Muhtemel semptomlardan diğerlerini uzun uzadıya anlatmak sıkıcı olabileceğinden, araştırılmalarını daha fazla bilgi edinmek isteyenlere bırakarak, önemli gördüğümüz birkaçını daha sıralamakla yetinelim. Mesele yeterince anlaşılmıştır. Bunlar;

. Hipokondri (kuruntu nevrozları),

. Cinsel soğukluk ve yetersizlikler,

. Psikosomatik esaslı ruhsal hastalıklardır (başta reaktif depresyon olmak üzere tüm akut ve kronik anksiyeteler, solunum güçlükleri, mental anoreksi; yine sık görülen rahatsızlıklardan mide ve duedonum ülserleri, ürtiker ve diğer cilt rahatsızlıkları, sinirsel hipertansiyon, migren… gibi).

SONUÇ

Siz yine de içinizi rahat tutun. Ruhçuluğa eğilim gösterseniz de göstermeseniz de, kendinizde bu belirtilerden herhangi birini gözlemlemiş olmanız illâ ki ruh hastası olduğunuzu göstermez. Ama birkaçını bir arada gözlemlediğinizde mutlaka ve fazla vakit geçirmeden gereğini yapınız… ve de mümkünse en kısa zamanda şu ruhçuluk takıntısından vazgeçiniz.

Ruhçuluk ve parapsikoloji ile uğraşmak yerine düzenli spor yapınız; eğer varsa, bu arada diğer kötü alışkanlıklarınızı da bırakınız. Bol sıvı ve bitkisel ağırlıklı doğal besinler tüketmeye gayret ediniz. Hayvansal gıdalardan en azından bir süreliğine uzaklaşıp onun yerine ayurvedik bir beslenme düzenine geçiniz, yiyeceklerinizi çeşitlendiriniz; düzenli uyuyunuz. En az bir hafta, en çok iki hafta sonra size uygun olduğunu düşündüğünüz pozitif ve insan-odaklı bir felsefe ile uğraşmaya başlayınız.

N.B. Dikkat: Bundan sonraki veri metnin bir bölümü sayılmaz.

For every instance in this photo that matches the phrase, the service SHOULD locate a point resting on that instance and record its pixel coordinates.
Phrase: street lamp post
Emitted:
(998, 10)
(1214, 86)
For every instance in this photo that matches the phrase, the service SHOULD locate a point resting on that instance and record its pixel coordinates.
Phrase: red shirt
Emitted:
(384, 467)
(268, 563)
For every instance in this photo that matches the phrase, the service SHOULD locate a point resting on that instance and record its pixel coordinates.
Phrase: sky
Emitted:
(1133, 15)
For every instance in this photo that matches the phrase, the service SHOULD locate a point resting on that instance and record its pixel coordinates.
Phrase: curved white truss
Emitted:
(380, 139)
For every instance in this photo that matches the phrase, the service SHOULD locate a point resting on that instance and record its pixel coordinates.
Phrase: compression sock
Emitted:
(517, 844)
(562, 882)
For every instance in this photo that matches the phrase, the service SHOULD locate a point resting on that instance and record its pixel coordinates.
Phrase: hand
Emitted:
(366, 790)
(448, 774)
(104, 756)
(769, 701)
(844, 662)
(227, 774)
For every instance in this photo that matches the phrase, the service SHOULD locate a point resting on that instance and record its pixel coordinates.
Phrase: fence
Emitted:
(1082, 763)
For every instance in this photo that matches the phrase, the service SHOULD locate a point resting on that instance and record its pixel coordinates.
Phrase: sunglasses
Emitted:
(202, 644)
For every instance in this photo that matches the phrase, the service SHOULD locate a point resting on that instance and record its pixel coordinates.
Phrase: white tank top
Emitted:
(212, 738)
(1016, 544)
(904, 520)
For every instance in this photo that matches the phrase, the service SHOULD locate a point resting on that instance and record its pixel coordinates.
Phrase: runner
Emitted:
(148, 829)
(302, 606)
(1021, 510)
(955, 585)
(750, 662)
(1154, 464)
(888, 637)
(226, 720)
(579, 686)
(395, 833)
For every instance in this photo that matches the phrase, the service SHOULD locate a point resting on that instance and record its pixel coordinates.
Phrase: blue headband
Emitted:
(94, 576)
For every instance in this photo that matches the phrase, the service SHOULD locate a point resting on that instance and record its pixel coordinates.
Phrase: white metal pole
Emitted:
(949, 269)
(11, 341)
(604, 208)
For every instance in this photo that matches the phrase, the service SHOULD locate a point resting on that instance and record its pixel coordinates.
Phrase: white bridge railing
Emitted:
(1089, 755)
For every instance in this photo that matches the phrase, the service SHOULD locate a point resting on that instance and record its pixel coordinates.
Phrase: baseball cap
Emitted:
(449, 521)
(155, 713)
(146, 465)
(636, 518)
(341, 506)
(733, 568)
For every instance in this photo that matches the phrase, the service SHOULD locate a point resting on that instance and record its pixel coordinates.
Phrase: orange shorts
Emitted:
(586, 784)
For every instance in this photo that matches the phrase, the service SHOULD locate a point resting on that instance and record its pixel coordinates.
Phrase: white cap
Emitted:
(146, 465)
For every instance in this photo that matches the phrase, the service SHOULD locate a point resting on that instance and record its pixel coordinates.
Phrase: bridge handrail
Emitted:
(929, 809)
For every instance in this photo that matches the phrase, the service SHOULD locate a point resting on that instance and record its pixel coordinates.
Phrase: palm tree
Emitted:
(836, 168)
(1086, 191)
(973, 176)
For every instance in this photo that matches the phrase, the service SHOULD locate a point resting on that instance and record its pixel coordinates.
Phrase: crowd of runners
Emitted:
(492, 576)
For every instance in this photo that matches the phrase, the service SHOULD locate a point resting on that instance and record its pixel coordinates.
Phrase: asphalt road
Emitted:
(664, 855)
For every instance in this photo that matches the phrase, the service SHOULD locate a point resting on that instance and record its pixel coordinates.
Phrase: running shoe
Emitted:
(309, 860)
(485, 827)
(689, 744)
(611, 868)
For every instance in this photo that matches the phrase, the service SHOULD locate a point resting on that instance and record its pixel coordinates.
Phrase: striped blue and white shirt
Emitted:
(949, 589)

Bol bol sinemaya, tiyatroya, sanat sergilerine gidiniz; sevdiğiniz bir müzik türünü (arabesk hariç) dinlemeye daha çok zaman ayırınız. Daha da önemlisi hiç vakit geçirmeksizin temel klasik yoga sistemlerinden birisine başlayınız.

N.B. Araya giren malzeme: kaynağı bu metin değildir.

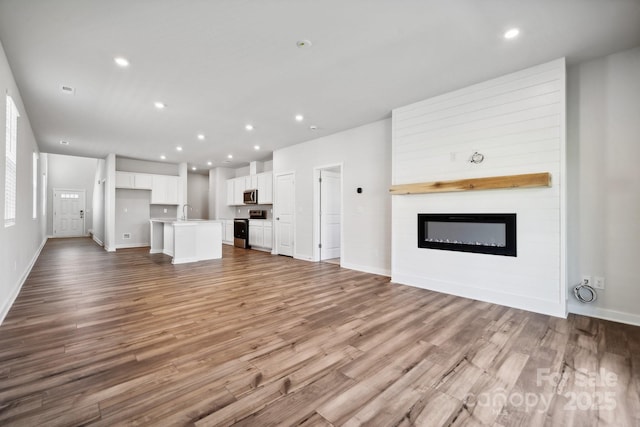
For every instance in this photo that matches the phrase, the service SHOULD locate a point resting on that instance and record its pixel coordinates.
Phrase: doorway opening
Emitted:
(68, 212)
(328, 214)
(284, 214)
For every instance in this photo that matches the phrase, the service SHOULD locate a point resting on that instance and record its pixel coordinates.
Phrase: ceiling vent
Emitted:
(68, 90)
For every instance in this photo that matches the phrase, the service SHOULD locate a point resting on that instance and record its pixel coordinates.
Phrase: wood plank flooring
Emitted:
(127, 338)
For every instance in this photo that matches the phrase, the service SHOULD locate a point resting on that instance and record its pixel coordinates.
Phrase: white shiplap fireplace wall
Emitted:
(518, 123)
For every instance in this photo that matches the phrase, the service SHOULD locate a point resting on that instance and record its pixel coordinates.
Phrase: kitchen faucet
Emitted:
(184, 214)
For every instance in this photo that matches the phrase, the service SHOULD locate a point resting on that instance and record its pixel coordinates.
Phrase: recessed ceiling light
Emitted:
(121, 62)
(512, 33)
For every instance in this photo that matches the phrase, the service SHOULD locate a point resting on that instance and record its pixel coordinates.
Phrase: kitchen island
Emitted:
(186, 241)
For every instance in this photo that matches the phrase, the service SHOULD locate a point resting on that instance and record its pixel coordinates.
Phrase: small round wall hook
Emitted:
(476, 158)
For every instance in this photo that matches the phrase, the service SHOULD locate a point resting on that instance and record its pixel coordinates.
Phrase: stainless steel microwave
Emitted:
(250, 197)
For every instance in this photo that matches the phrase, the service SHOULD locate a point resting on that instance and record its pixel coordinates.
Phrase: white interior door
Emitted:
(68, 213)
(284, 213)
(330, 213)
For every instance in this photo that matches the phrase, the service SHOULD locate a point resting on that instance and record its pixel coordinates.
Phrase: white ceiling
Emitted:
(221, 64)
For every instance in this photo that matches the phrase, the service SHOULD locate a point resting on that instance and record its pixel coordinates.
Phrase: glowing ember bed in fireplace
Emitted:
(481, 233)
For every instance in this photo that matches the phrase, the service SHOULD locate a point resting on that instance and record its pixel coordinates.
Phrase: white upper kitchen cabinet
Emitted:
(139, 181)
(265, 188)
(240, 184)
(252, 183)
(164, 190)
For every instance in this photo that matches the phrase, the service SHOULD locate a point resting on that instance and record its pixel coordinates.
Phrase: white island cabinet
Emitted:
(187, 241)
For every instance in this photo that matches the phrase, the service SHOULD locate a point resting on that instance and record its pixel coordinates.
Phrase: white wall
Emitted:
(143, 166)
(21, 243)
(71, 172)
(132, 217)
(218, 208)
(365, 155)
(98, 202)
(603, 156)
(517, 122)
(198, 196)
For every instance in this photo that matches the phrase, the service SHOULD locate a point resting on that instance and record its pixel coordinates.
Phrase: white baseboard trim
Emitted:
(366, 269)
(12, 298)
(132, 245)
(303, 257)
(509, 300)
(98, 241)
(605, 313)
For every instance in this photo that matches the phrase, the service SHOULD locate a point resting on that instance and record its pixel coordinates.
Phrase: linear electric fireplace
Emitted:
(481, 233)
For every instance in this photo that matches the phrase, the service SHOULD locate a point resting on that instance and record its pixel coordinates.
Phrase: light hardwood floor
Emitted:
(99, 338)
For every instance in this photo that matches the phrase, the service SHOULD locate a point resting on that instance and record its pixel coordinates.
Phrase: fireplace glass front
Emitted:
(480, 233)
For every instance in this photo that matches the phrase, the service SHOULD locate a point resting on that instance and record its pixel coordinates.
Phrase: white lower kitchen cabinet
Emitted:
(268, 235)
(227, 232)
(261, 234)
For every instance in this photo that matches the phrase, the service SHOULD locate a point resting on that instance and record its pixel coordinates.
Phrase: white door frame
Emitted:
(276, 224)
(316, 209)
(54, 216)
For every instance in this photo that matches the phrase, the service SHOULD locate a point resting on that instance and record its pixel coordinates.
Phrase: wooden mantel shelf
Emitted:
(528, 180)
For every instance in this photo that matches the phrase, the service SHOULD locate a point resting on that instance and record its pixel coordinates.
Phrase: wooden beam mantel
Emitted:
(489, 183)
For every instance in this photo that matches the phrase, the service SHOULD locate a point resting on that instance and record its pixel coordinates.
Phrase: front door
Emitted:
(68, 213)
(284, 213)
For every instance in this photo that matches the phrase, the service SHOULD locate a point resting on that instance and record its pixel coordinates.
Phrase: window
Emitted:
(11, 163)
(35, 185)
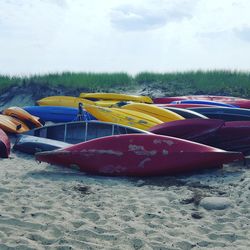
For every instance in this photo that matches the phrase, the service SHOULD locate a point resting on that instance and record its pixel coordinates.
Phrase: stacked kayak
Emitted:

Her gün aynı saatte yatıp aynı saatte kalkmaya gayret ediniz; canınız sıkıldıkça duş alınız; bol bol sebze, meyve tüketiniz,  bunların taze sıkılmış az posalı sularını tercih ediniz. Eminim ki aradaki olumlu farkı daha başlarken gözlemleyeceksiniz.